The Potato Diaries: How Do I Deal with Overexfoliation?
Disclaimer: I am not a licensed esthetician or dermatologist, and as such, all thoughts disclosed on this blog are not prescriptive. Each person’s skin is different, so please patch test if you decide any of these are the right product for you.
This is also not a sponsored post, and what is written is my honest opinion.
If you’ve been reading my posts, you know that my struggle with overexfoliation is real. I am constantly learning how to incorporate chemical exfoliators (BHAs) into my skincare routine, and it’s been a difficult battle. At this point, I think I’ve had overexfoliation symptoms at least 3 times since I started using Korean skincare...
What are My Symptoms?
Initially, I had no idea that I was overexfoliating my skin. I thought it was just really dry from the weather. However, with time, I learned that my symptoms are:
Dryness
Raw feeling
Pink
Tiny bumps
Before I experience these symptoms, my skin will be practically glowing. I have learned that if this glowing sort of look disappears and I get more red spots here and there (no change in the texture of my skin!), then I have to stop using whatever is exfoliating my skin.
So What Do I Do When I’ve Overexfoliated?
When you’ve overexfoliated, your skin is very vulnerable and thin. As such, it’s really important to be as gentle with your skin as you possibly can be. These are the steps I take when I have overexfoliated:
Use a gentle cleanser. In general, I use almost all gentle products when I’ve overexfoliated. I have a good amount of products designed for sensitive skin, and I turn to these products when my skin is experiencing anything adverse.
Stop using any exfoliating products. This sounds so obvious, but when I first experienced overexfoliation, I had no idea I was experiencing it. I continued to use one of my products that contained betaine salicylate, which is a form of BHA. This worsened my problem (duh!); if my skin was already thinned out, any exfoliation in my routine would make my skin worse. This also includes any products that speed up cell renewal, such as products with ascorbic acid (vitamin c) and retinoids (okay, I don’t use these anymore, but I think it’s worth a mention).
Hydrate as much as possible.

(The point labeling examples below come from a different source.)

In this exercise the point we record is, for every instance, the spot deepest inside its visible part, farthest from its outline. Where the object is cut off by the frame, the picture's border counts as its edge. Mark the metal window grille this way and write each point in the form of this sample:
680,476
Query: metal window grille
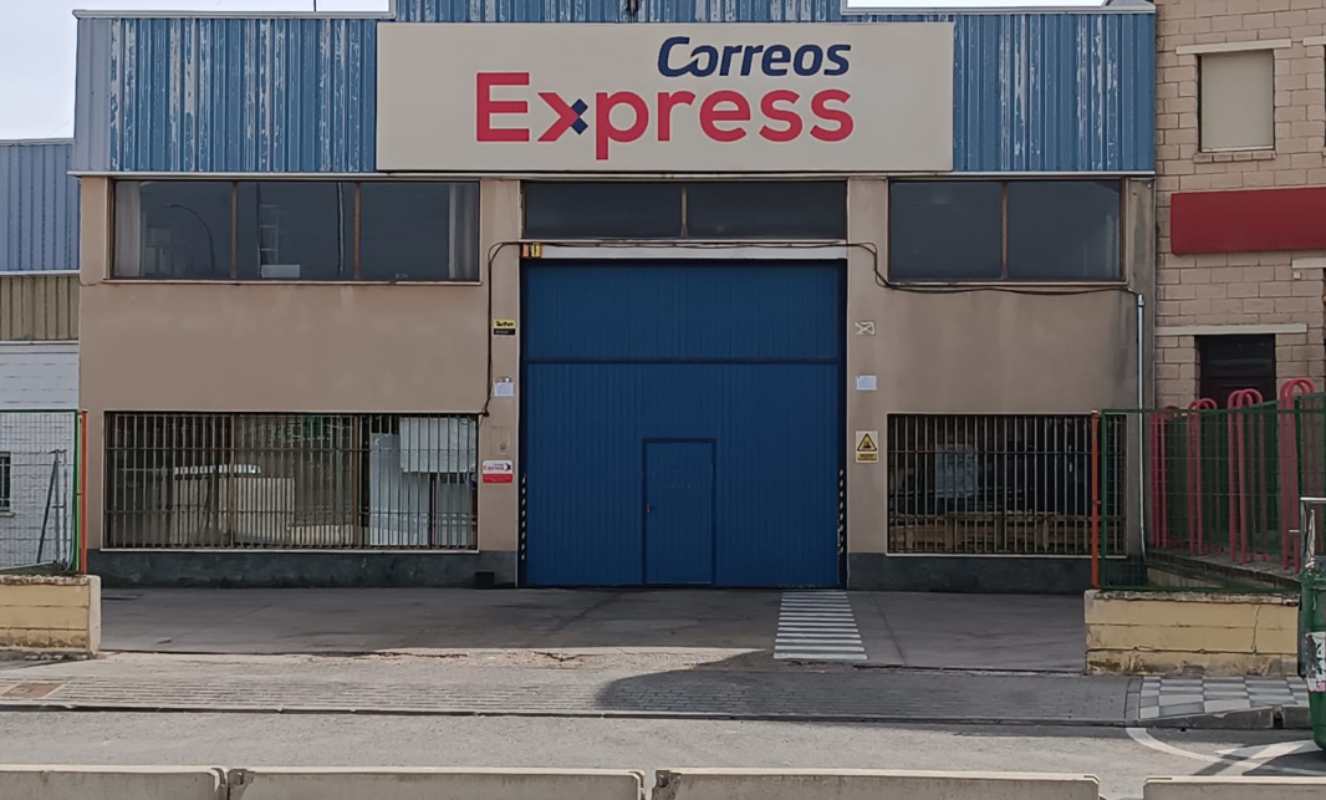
996,484
291,480
37,510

My skin is always excessively dry whenever I’ve overexfoliated. It is so dry that it actually hurts a good amount. If my skin is so parched, it is basically screaming that it needs moisture. I pack on as much moisture as possible, applying a good moisturizing toner as much as 5-7 times at night. I love the Etude House SoonJung pH 5.5 Toner for this use. It is a toner developed for sensitive skin, and it works well with my skin. I also use a hydrating serum and apply a good amount of moisturizer.

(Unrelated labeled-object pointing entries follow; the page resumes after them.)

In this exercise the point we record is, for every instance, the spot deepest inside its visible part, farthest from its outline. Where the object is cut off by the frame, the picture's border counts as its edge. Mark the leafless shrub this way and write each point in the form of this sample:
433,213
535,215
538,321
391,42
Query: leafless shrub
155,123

Put on sun protection. I know that when my skin is uncomfortable and feeling raw, the last thing I want to do is put product on it, especially sun protection. However, it is so important!! If my skin is already vulnerable and thin, it is more susceptible to sun damage.

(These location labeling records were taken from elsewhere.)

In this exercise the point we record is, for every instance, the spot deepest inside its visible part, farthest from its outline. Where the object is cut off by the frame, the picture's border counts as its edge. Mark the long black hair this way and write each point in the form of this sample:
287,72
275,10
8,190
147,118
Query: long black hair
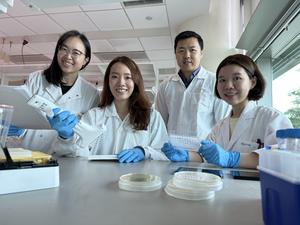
54,73
139,103
252,71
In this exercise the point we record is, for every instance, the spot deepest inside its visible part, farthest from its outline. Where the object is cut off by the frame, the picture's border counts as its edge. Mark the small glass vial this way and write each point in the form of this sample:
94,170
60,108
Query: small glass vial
281,136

Even when the symptoms start to go away, I try my best to keep this sort of routine for at least 2-3 weeks. The reason for this is because skin cells have a cycle of about 28 days. It takes time to regenerate skin and get a healthy layer of skin cells. In my experience, if I’ve tried to use an exfoliator too early after my symptoms have gone away, then I actually get the symptoms back almost immediately (the next day). It’s just not worth it for me to experience that pain, so I just treat my skin as gently as possible for a few weeks.
Final Thoughts
Overexfoliation is no joke. It can really mess with your skin and lead to serious damage. The main thing is to remember not to panic and be as gentle as possible. Remember, exfoliation shouldn’t be done that often, and everyone’s skin is different (for example, apparently mine just doesn’t tolerate exfoliation more than once a week, and it doesn’t like “daily cleansers” with BHA being used on a daily basis).